MERCED — Merced's push for a more bike-friendly city continues to pick up momentum, as officials roll out a plan to paint bike lanes on about 10 miles of roads.
The City Council voted unanimously Monday to accept a $247,884 Caltrans grant to create bike paths throughout south and central Merced. The city's required matching funds total $32,116.
The city has been slowly improving its bicycle infrastructure, but this project could mark a prominent shift towards promoting the use of bikes in town.
"This happens to be many, many, many streets at one time," said John Sagin, principal architect for the city. "It's a fairly significant project. This is one of many projects that's going to be coming over the next three to four years."
The project will put stripes or shared-road markings, known as "sharrows," on several major streets in south and central Merced. Sharrows are typically painted markings on pavement in the shape of arrows and bicyclists.
Bike lanes and markings are planned for M, G, R, Eighth and 11th streets, as well as West and Childs avenues.
"We're striping and providing better pathways for the bikers to use," Sagin said.
Painted sharrows, used when a road is too narrow for a bike lane, would be something new in the city and help connect bike routes.
"I think this is really great," said Councilwoman Mary-Michal Rawling. "And I think it's important that we spend this type of infrastructure money on this older part of the city."
The council showed wide support for the project, but a few expressed concern about the danger of promoting bike riding on more heavily trafficked roads.
"Childs (Avenue) concerns me a little bit," said Councilman Josh Pedrozo. "You're lucky if you're going to see people only going 35 miles an hour. I have a little concern about the sharrows on that."

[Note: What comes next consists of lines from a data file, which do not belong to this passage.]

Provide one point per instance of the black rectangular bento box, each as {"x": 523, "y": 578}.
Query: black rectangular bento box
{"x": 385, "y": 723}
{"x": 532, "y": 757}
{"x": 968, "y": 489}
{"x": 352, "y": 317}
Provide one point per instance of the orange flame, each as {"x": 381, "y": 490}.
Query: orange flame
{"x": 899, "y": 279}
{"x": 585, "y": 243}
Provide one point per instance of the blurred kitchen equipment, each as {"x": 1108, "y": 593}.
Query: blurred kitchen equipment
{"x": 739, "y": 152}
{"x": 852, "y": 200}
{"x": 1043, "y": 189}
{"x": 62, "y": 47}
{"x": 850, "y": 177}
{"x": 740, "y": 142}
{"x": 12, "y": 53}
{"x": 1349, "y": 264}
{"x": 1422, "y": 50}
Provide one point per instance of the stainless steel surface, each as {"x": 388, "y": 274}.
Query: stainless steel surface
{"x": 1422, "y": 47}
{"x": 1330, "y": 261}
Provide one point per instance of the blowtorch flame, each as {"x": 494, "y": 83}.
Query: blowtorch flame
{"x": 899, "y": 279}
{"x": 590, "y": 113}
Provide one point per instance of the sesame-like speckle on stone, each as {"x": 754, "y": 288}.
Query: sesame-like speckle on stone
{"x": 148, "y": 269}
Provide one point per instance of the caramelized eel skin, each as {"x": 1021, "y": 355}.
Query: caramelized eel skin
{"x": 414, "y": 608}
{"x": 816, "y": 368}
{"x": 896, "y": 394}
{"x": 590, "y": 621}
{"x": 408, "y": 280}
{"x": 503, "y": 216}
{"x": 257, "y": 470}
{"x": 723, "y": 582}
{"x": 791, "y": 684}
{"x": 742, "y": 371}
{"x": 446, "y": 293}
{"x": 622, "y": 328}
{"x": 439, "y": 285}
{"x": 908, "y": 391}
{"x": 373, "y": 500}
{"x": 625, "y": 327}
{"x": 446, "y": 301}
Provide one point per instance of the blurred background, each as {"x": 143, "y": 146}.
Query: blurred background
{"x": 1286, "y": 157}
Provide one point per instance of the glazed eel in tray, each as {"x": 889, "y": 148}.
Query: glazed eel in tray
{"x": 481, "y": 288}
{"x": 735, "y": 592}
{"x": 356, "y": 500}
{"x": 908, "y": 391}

It would be better to stripe all of Childs rather than to have to rely on sharrows, said Councilman Tony Dossetti. "I wouldn't object to making the whole thing no parking and putting a bike lane in there," he said.
At the same time, the markings will make many streets safer, Rawling said. "Really this doesn't change the law. The bike already has the right to ride on any street. The sharrow just gets the driver's attention."
The project is part of the ongoing 2013 Bicycle Transportation Plan update, which is being prepared by the Merced Planning Department and the Bicycle Advisory Commission. The plan, which will serve as a template for all cities in the area, focuses on making bicycle transportation more accessible.
"The city's always looking to improve the bike routes and bikeways," said City Engineer Ken Elwin. "It's a quality-of-life project."
The bike-lane project likely will go out to bid by mid-May. Construction could start by summer and be completed by the end of the year. The plan took about three months, costing roughly $50,000, according to city officials.